Mと再会したのは、僕がロンドンに一ヶ月ほど住んでいた頃の事だ。その頃の僕は日本を離れ、ローマを拠点に生活していたのだが、妻が用事を済ませるためにロンドン経由で日本に帰るというので、せっかくだからと途中まで同行し、単身者用のフラットを借りて長編小説の仕上げに取り組むことにした。家賃の割にしっかりと手入れされており、小ぶりながら機能的なキッチンも付いた部屋だったのだが、深く身にこたえる寒さだけが計算違いだった。ほとんど震えながら、文字通りかじりつくようにして机に向かう毎日で、2、3日に一度、目当てのコンサートを見つけては通うのが、数少ない楽しみの一つだった。その中のある会場へ向かう途中で、偶然Mと会った。
「村上さん?」
「ええ」
呼び止められた僕は、曖昧な会釈を返した。顔を見てすぐに思い浮かぶほどの長い付き合いではなかったし、なにしろ不意の事だったからだ。大学時代の知り合いだろうか?
「ぼくです、Mです。Yレコードの」
それで思い出すことが出来た。僕が昔アルバイトをしていたレコード店では、月に一度くらいの間隔で、同業者会とでもいうか、三店舗ほどの知己の店長が、暇そうな店員を見繕って集まるという会が開かれており、そこで会った男だ。たしか同年か、ひとつ下くらいだったと思う。僕が自分の店を持つためにアルバイトをやめた頃、彼が工学部の大学院に進んだと噂で聞いたことを憶えている。手短な挨拶のあと、僕はコンサートに向かう途中であることを告げた。

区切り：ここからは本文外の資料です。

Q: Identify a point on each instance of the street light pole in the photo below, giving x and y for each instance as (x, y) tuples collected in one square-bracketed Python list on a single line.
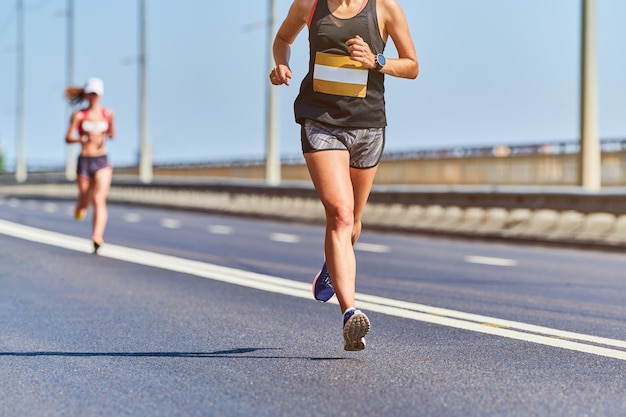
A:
[(20, 163), (272, 158), (590, 155), (145, 153), (70, 159)]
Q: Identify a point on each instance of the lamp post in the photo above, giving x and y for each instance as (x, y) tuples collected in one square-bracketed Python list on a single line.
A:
[(20, 162), (145, 153), (590, 156), (272, 158)]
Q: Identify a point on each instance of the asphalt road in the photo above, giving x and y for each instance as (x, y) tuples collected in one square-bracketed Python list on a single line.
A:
[(190, 314)]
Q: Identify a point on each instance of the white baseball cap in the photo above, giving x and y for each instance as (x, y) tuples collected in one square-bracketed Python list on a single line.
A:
[(94, 85)]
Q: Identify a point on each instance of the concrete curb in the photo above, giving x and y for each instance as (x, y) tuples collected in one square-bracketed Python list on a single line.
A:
[(568, 226)]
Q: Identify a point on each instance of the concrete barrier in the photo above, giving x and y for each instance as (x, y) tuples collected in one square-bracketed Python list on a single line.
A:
[(561, 216)]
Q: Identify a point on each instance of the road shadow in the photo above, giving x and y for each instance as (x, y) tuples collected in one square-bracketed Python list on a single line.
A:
[(242, 353)]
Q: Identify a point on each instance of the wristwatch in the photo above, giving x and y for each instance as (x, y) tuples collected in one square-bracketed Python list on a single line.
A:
[(380, 61)]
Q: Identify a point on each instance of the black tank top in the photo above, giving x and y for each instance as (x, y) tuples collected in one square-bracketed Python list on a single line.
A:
[(334, 91)]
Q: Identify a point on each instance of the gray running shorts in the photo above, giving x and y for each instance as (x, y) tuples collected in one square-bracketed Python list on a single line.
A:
[(364, 145), (89, 165)]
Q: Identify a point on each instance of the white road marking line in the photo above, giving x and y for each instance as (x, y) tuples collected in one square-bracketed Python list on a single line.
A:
[(170, 223), (482, 324), (484, 260), (284, 237), (131, 217), (370, 247), (220, 230), (50, 207), (30, 204)]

「こちらにいるうちに一度ゆっくり話しませんか?ぼくは毎日このくらいの時間には暇ですから、前日くらいに電話していただければ」
「そうですか。ではここにお願いします」
そう言うとMは、名刺を取り出して、二つ書かれたうちの一方の番号にアンダーラインを引いた。

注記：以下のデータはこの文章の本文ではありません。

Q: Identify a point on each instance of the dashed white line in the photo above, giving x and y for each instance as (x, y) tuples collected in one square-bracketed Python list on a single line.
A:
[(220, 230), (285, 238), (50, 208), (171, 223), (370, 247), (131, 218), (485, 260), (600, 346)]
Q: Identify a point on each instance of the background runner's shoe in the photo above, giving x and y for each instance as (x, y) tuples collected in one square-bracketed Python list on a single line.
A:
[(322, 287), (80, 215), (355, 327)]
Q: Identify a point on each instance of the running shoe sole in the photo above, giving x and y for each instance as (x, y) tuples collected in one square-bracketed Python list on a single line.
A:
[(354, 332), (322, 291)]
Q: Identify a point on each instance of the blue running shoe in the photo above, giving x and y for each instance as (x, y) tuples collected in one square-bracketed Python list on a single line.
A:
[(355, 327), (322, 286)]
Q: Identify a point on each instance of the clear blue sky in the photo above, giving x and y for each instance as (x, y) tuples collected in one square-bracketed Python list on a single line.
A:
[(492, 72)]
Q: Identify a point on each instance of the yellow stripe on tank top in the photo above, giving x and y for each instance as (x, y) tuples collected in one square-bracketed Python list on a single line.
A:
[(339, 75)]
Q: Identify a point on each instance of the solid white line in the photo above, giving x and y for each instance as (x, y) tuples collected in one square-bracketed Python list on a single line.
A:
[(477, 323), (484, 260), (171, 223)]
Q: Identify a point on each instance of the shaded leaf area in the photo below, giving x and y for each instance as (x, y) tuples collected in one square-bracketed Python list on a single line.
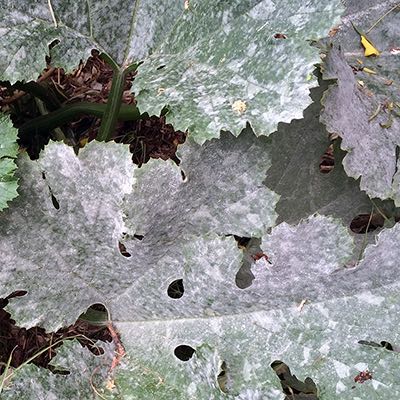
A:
[(18, 345), (8, 154), (296, 152), (97, 207), (150, 137), (216, 75), (234, 332), (89, 376), (363, 106)]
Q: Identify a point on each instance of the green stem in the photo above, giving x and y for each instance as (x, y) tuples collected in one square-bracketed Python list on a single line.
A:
[(114, 102), (68, 113)]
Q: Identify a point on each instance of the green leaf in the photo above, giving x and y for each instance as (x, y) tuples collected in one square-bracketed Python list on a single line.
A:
[(222, 64), (372, 149), (222, 57), (363, 107), (125, 30), (8, 152), (99, 203), (184, 223)]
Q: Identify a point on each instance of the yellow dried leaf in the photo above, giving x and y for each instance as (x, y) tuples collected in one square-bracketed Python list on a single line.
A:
[(239, 106), (370, 50), (369, 71)]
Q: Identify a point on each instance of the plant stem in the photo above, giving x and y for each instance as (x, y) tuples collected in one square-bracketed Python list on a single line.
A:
[(114, 102), (68, 113)]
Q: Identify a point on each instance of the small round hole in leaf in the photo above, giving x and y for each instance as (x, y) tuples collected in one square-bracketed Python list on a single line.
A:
[(184, 352), (363, 223), (176, 289), (123, 251)]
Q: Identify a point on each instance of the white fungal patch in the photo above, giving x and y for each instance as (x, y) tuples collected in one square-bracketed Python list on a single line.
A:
[(262, 10), (342, 370), (369, 298)]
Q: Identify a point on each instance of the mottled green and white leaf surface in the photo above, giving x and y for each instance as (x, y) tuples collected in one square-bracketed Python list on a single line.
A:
[(247, 329), (8, 153), (88, 374), (355, 106), (222, 66), (372, 149), (93, 200), (125, 30), (297, 149)]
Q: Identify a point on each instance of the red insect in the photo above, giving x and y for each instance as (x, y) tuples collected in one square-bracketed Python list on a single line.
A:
[(260, 255), (363, 376)]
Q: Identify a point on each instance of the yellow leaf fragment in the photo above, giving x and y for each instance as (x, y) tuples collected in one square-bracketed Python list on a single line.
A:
[(370, 50), (369, 71), (239, 106)]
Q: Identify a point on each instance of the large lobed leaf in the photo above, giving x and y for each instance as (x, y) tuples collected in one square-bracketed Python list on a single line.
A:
[(184, 223), (216, 64), (221, 55), (8, 153), (358, 106)]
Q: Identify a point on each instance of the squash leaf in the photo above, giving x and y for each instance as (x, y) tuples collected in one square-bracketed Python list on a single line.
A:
[(8, 153), (200, 59)]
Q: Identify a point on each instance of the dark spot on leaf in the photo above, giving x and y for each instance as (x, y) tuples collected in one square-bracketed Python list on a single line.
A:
[(222, 377), (17, 293), (327, 161), (280, 36), (184, 352), (55, 202), (176, 289), (292, 387), (363, 376), (242, 242), (183, 176), (363, 223), (123, 251)]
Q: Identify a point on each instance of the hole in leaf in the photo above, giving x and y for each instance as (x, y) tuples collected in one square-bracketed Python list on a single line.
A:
[(327, 161), (55, 202), (184, 352), (244, 277), (222, 377), (176, 289), (242, 241), (291, 386), (123, 251), (184, 177), (363, 223), (383, 343)]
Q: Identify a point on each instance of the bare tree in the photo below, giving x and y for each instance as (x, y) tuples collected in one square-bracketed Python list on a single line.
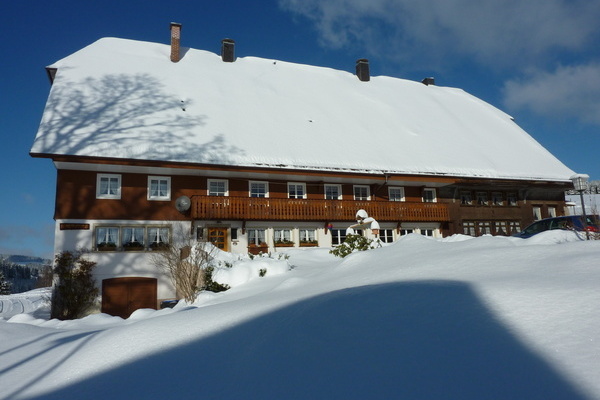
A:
[(185, 262)]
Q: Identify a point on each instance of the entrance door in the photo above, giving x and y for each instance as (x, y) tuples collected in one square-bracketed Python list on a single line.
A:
[(122, 296), (218, 237)]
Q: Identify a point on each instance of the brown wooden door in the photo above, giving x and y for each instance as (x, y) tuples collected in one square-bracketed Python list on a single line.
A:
[(122, 296), (218, 237)]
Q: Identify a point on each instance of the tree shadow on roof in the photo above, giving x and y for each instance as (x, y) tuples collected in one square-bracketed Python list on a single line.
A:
[(124, 116), (412, 340)]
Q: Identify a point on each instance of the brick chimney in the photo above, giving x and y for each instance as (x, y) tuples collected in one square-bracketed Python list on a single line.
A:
[(362, 69), (175, 38), (228, 50)]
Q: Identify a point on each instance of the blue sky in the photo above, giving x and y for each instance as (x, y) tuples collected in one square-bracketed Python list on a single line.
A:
[(538, 61)]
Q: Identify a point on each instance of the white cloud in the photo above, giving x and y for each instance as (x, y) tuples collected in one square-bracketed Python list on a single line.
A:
[(494, 32), (572, 91)]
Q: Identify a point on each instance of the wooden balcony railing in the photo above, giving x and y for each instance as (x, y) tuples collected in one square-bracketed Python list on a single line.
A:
[(268, 209)]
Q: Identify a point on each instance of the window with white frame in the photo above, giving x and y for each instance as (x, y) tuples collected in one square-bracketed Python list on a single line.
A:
[(159, 188), (362, 192), (482, 198), (307, 236), (296, 190), (107, 237), (396, 193), (333, 192), (108, 186), (259, 189), (429, 195), (386, 235), (466, 198), (256, 237), (537, 212), (218, 187), (337, 236), (282, 236), (132, 237), (158, 237), (138, 237), (497, 199), (469, 228)]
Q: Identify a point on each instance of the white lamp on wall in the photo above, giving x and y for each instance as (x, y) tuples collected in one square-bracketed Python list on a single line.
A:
[(580, 185)]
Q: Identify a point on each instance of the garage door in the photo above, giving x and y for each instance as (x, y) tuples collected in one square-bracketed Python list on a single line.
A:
[(122, 296)]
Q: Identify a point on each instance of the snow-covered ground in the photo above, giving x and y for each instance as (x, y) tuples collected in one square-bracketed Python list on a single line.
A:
[(456, 318)]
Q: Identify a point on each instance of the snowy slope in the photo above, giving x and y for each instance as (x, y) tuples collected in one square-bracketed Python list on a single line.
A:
[(455, 318), (125, 99)]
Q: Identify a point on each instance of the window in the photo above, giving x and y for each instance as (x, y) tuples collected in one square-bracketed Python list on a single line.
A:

切符やメモを失くす悪癖のある僕にしては珍しく、次の日もコートのポケットに名刺は残っていた。早めの昼食を終えて電話をかけると、昨日会った地点にほど近いパブを彼は指定した。
夜、店に先についた僕が、タラモア・デューのグラスを頼んでいると、すぐあとを追うようにしてMが店に入ってきた。
「お待たせしてすみません」
「いや、いま来たところだよ」
Mは主人に向かって、同じものを、と注文し、僕に向き直って説明した。
「久しぶりの人と話すときには、同じものを飲むのがくせになってるんです」
僕は無言で頷き、そういうこともあるのかな、と考えた。グラスがそれぞれの前に置かれた。
「では、あちらのテーブルで」
僕たちはフロアの隅の小さい窓に面したテーブルに移動して、話し始めた。現在の互いの仕事について、アルバイトしていた店のこと(どちらの店も現存していないことを確認しあった)、レコード・コレクションの情報交換。そのうちに、どういう筋道を辿ったか、生活習慣の話になった。少なくとも、互いに体調の変化に自覚的になる年齢を迎えていた。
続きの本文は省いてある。